Caroline Shadle: Considering Dance’s Socio-Political Role

My research this summer serves to support my MA thesis which focuses on the contributions of Chicago-based dancer, choreographer, artistic director, and arts advocate Ruth Page (1899-1991) to American ballet between the 1920s and 1940s. In my thesis project, I intend to test my hypothesis about Page’s career during this time period: Although her contributions have been largely overlooked in dominant cultural and scholarly conversation, Page contributed significantly to American ballet in the mid-20th century, specifically to the conversations both discursive (happening in speech and written language) and embodied (happening through the body in pieces of choreography) bubbling in the 1930s and 1940s surrounding the definition and development of an American ballet identity.

The title page of Page’s autobiography, Page by Page, includes an image of Page in an arabesque position. A large version of this image hung, and I think still hangs, at the Ruth Page Center for the Arts in Chicago, where I trained.

I had planned to travel this summer to Chicago to visit a number of institutions that house Page archival materials — the Newberry Library, the Chicago Film Archives, and the Chicago History Museum. Due to the current public health crisis, I have instead focused on analyzing film resources available on the Chicago Film Archives website (of which there are thankfully many) and beginning to make my way through my extensive reading list.

The two central texts that I have been reading are Ruth Page’s autobiography, Page by Page, and dance historian Andrea Harris’s recent book Making Ballet American: Modernism Before and Beyond Balanchine, in which she challenges the assumed origin story of American ballet and provides a nuanced analysis of the various figures who shaped American ballet’s identity between the 1920s and 1950s and the particular socio-political and cultural conditions that influenced its development. As I am reading Harris’s text, I am thinking about how Page and her work fit into this discourse.

Andrea Harris’s book, pictured here, is a key text for my project.

During Gallatin’s recent virtual writing retreat, I studied film footage from 1938 of Page’s modernist ballet Variations on Euclid (1933) and conducted background research on the piece. It is likely that the dance will be one of three or four ballets featured in my thesis. I plan to identify and start shaping my close analyses or readings of these ballets this summer.

I am grateful that many archival film resources have been digitized and are publicly available on the Chicago Film Archives’s website.

I would be remiss not to mention here how I am considering my research through the lens of the Black Lives Matter movement and ongoing protests calling for the dismantling of systemic racism in America. How does my research engage with these conversations and how can it contribute to anti-racist work?
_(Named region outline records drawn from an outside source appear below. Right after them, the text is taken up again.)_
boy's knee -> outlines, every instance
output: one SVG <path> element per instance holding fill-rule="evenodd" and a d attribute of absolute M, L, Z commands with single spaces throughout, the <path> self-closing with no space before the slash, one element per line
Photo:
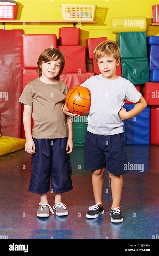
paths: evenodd
<path fill-rule="evenodd" d="M 99 169 L 99 170 L 93 170 L 92 171 L 92 174 L 94 175 L 99 176 L 103 174 L 105 171 L 105 168 L 103 168 L 102 169 Z"/>
<path fill-rule="evenodd" d="M 122 175 L 115 175 L 114 174 L 113 174 L 112 173 L 111 173 L 110 172 L 109 172 L 109 171 L 108 173 L 110 178 L 120 178 L 121 176 L 122 176 Z"/>

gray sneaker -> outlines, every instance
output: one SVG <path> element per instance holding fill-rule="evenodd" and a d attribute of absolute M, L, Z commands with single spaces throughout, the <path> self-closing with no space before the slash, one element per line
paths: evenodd
<path fill-rule="evenodd" d="M 37 211 L 37 216 L 38 217 L 48 217 L 49 216 L 49 208 L 53 214 L 54 212 L 50 204 L 42 204 L 39 203 L 39 207 Z"/>
<path fill-rule="evenodd" d="M 68 214 L 68 212 L 65 207 L 67 205 L 63 203 L 58 203 L 54 204 L 52 208 L 55 209 L 56 215 L 64 216 Z"/>

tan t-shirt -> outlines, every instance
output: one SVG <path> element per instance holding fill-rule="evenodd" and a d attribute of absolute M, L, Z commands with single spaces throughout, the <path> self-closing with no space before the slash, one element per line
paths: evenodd
<path fill-rule="evenodd" d="M 26 85 L 19 101 L 33 107 L 33 138 L 68 137 L 68 126 L 63 108 L 69 90 L 66 84 L 59 80 L 55 84 L 49 84 L 38 77 Z"/>

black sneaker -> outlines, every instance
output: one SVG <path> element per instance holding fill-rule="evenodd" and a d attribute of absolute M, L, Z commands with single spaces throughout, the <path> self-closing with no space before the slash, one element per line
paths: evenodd
<path fill-rule="evenodd" d="M 94 219 L 98 217 L 101 214 L 103 214 L 104 213 L 103 207 L 101 207 L 99 206 L 100 203 L 98 202 L 95 205 L 92 205 L 87 209 L 89 210 L 87 212 L 86 215 L 86 218 L 91 218 Z"/>
<path fill-rule="evenodd" d="M 123 216 L 121 211 L 119 207 L 117 207 L 116 208 L 114 208 L 110 212 L 110 216 L 111 216 L 111 221 L 112 222 L 115 223 L 119 223 L 122 222 L 123 220 Z"/>

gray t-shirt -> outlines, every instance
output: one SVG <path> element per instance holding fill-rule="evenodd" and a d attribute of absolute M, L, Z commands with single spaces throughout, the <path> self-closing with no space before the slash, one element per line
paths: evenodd
<path fill-rule="evenodd" d="M 92 76 L 80 86 L 87 87 L 91 92 L 87 130 L 102 135 L 122 133 L 123 121 L 118 112 L 126 99 L 135 103 L 142 96 L 132 84 L 120 76 L 108 80 L 100 74 Z"/>

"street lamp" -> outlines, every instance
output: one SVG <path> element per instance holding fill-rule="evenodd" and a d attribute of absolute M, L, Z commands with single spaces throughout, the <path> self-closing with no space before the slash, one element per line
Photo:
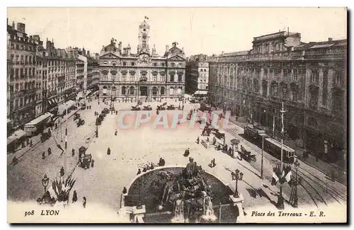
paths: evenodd
<path fill-rule="evenodd" d="M 284 110 L 284 103 L 282 103 L 282 110 L 280 113 L 282 115 L 282 145 L 280 151 L 280 173 L 282 173 L 283 171 L 283 163 L 282 163 L 282 148 L 283 148 L 283 136 L 284 136 L 284 113 L 286 111 Z M 278 197 L 277 207 L 279 209 L 284 209 L 284 198 L 282 197 L 282 183 L 280 185 L 279 196 Z"/>
<path fill-rule="evenodd" d="M 296 161 L 294 163 L 294 167 L 295 168 L 295 180 L 294 181 L 294 186 L 295 186 L 295 194 L 294 194 L 294 202 L 292 204 L 292 206 L 294 207 L 297 207 L 297 185 L 301 183 L 301 178 L 299 179 L 297 178 L 297 169 L 299 168 L 299 166 L 300 166 L 300 163 L 297 159 Z"/>
<path fill-rule="evenodd" d="M 266 113 L 266 110 L 263 110 Z M 261 178 L 263 178 L 263 149 L 264 149 L 264 136 L 262 135 L 262 159 L 261 161 Z"/>
<path fill-rule="evenodd" d="M 45 176 L 42 179 L 42 185 L 45 188 L 45 192 L 47 192 L 47 186 L 48 186 L 48 184 L 49 184 L 49 178 L 47 177 L 47 174 L 45 174 Z"/>
<path fill-rule="evenodd" d="M 242 177 L 244 176 L 244 173 L 241 173 L 239 170 L 235 170 L 235 172 L 231 173 L 231 176 L 232 178 L 232 180 L 236 180 L 236 187 L 235 187 L 235 193 L 234 194 L 234 197 L 238 198 L 239 197 L 239 192 L 237 191 L 237 182 L 239 180 L 242 180 Z"/>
One of the threads of my research, which became more central this past semester, is Page’s engagement in the ongoing American practice of cultural appropriation or what I have been calling cross-cultural “borrowing.” (I am still working to refine and define my terms here. I am hesitant to use the word appropriation given its colloquial connotations of something taboo and wholly negative. I use the term “borrowing” in quotation marks to demonstrate my skepticism of the term’s seeming neutrality or innocence in this context. Neither appropriation nor “borrowing” seem to fully work here though. I am still searching for the best term to encapsulate the complexity of this practice. Maybe co-option is more suitable, given that the word means that something is used for one’s own purpose or benefit.) In a number of her works, Page blended classical ballet with popular and social dance forms, many of which were and are derived from Black American artists and communities, such as tap dance. Page also presented a racially integrated company of dancers in her 1933 ballet La Guiablesse and toured a racially integrated company of dancers to Europe in 1950.

How can Ruth Page’s choices teach me/us about the ways in which people have used dance to both uphold and critique systems of oppression in America? More broadly, how did dance serve a socio-political role then and how does it today?